Greg Daniels, 35, thought working at the ProCare pharmacy, which caters to fellow HIVers in San Francisco’s Castro district, was his best job ever—until fatigue and flulike symptoms hit in 2003. Daniels requested a schedule reduction, but says management withheld the necessary paperwork. “I couldn’t work—I didn’t know what to do.” So he quit, then found a seminar at an AIDS service organization on HIV in the workplace—which helped him snag a pro bono lawyer through San Francisco’s AIDS Legal Referral Panel. That December, he began the long lawsuit process against CVS, ProCare’s parent company. On May 10, 2005, a jury awarded him $276,711 (a hefty amount for an HIV job-discrimination case). CVS may appeal, telling POZ: “[We do] not tolerate discrimination of any kind. We provided him with the form to work part-time.” Says Daniels: “I hope other people know their rights so what happened to me won’t happen to them.”

What are those rights?

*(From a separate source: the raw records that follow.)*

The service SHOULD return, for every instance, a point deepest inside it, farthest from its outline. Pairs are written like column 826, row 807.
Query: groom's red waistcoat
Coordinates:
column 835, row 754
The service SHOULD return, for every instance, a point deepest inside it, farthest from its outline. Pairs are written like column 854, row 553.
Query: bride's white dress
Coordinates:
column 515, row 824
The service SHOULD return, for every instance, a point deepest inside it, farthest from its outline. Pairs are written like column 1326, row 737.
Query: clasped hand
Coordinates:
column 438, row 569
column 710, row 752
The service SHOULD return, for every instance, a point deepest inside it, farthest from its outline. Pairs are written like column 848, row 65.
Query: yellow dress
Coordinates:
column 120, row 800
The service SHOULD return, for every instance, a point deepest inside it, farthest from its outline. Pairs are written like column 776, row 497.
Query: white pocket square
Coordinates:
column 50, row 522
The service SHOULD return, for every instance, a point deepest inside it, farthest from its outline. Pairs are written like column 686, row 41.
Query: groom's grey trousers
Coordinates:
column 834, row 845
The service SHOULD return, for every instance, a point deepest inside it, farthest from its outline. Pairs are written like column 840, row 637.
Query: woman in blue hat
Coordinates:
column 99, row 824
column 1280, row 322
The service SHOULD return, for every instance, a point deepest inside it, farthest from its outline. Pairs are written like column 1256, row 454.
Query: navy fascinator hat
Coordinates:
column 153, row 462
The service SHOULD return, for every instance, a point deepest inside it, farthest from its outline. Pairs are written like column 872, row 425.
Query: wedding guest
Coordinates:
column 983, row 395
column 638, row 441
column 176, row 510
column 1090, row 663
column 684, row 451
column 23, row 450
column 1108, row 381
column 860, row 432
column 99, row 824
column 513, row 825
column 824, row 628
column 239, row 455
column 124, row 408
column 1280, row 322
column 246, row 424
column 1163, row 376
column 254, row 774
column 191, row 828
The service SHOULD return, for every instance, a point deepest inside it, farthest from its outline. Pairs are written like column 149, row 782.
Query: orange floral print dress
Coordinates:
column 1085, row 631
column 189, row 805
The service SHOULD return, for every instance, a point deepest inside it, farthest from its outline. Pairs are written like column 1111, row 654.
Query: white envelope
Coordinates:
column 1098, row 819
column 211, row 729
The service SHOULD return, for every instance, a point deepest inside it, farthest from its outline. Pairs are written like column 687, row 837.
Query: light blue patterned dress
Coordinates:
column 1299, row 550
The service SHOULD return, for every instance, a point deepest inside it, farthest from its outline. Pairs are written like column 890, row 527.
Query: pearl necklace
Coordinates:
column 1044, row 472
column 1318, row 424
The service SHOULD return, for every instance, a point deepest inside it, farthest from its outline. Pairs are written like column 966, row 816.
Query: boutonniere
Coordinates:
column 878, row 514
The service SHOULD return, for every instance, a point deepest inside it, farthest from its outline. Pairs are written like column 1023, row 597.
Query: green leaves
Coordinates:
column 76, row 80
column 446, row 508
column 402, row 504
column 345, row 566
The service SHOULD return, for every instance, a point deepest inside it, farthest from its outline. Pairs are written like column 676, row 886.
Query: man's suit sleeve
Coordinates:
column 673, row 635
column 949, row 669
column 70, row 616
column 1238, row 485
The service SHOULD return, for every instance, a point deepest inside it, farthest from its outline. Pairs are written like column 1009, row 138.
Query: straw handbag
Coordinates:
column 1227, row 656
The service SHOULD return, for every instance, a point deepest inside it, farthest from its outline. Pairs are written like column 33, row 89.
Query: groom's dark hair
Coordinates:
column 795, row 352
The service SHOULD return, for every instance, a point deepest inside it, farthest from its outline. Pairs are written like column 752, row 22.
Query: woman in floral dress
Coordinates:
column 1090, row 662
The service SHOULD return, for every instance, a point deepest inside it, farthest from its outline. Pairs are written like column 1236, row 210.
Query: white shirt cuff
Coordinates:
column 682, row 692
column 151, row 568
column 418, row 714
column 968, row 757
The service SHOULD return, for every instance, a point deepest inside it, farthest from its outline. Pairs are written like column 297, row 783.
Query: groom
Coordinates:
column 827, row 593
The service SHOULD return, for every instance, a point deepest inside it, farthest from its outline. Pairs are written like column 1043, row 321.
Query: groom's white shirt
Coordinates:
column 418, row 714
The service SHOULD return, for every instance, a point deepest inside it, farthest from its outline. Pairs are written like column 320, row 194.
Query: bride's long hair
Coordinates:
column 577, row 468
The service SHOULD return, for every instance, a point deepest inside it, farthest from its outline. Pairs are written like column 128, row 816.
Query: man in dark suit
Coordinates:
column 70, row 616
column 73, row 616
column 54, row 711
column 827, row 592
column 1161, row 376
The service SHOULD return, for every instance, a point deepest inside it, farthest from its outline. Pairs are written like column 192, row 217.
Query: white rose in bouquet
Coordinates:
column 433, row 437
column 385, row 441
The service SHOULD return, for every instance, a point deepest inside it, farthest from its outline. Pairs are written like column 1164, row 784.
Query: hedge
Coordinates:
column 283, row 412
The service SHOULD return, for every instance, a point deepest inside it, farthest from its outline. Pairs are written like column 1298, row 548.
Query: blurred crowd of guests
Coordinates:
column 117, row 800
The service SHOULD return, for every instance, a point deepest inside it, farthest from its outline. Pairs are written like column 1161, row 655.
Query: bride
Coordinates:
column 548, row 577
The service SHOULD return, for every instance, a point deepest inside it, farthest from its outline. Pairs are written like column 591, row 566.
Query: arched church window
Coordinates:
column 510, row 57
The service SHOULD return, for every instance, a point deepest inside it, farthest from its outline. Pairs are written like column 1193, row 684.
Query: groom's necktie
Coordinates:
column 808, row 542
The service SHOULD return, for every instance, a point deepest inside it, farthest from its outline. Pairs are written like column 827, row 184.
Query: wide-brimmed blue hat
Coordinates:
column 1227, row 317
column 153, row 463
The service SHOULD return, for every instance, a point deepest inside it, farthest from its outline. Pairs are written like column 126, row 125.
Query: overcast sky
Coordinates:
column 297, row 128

The federal Americans With Disabilities Act (ADA) requires employers to “reasonably accommodate” HIVers’ health-related work requests. But such flexibility shouldn’t cause companies “undue hardship” or undue cost. Accommodation may require compromise from both sides. HIVers commonly request schedule changes, the option to work from home or a refrigerator for meds. Jon Givner, director of the HIV Project at Lambda Legal, advises talking to employers first, then submitting requests in writing, referencing ADA rights. A lawsuit is the last resort. But bringing home the bacon shouldn’t fry your health.